POJ-1852 Ants(脑筋急转弯)¶
Description¶
An army of ants walk on a horizontal pole of length l cm, each with a constant speed of 1 cm/s. When a walking ant reaches an end of the pole, it immediatelly falls off it. When two ants meet they turn back and start walking in opposite directions. We know the original positions of ants on the pole, unfortunately, we do not know the directions in which the ants are walking. Your task is to compute the earliest and the latest possible times needed for all ants to fall off the pole.
Input¶
The first line of input contains one integer giving the number of cases that follow. The data for each case start with two integer numbers: the length of the pole (in cm) and n, the number of ants residing on the pole. These two numbers are followed by n integers giving the position of each ant on the pole as the distance measured from the left end of the pole, in no particular order. All input integers are not bigger than 1000000 and they are separated by whitespace.
Output¶
For each case of input, output two numbers separated by a single space.

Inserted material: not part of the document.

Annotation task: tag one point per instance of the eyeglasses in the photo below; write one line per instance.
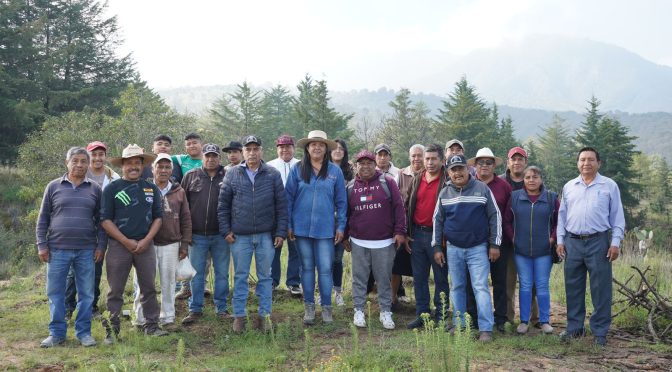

The first number is the earliest possible time when all ants fall off the pole (if the directions of their walks are chosen appropriately) and the second number is the latest possible such time.
Sample Input¶
2
10 3
2 6 7
214 7
11 12 7 13 176 23 191
Sample Output¶
4 8
38 207
#include <iostream>
#include <algorithm>
using namespace std;
int main()
{
std::ios_base::sync_with_stdio(false);
cin.tie(NULL);
cout.tie(NULL);
int caseNum;
cin >> caseNum;
while (caseNum--) {
int length, num;
cin >> length >> num;
int minTime = 0, maxTime = 0;
for (int i = 0; i < num; ++i) {
int tmp;
cin >> tmp;
minTime = max(minTime, min(tmp, length - tmp));
maxTime = max(maxTime, max(tmp, length - tmp));
}
cout << minTime << " " << maxTime << endl;
}
return 0;
}
比较难思考的是最长时间,因为会存在蚂蚁碰撞的情况,如果采用直接模拟会陷入复杂的程序设计,实际上,两只蚂蚁相遇各自转头,可以看成是相遇后绕过对方继续走,所以每只蚂蚁的最长时间实际上是其到两端的最大距离。
最短时间注意一下细节,是所有蚂蚁距离两端最短距离中的最大值。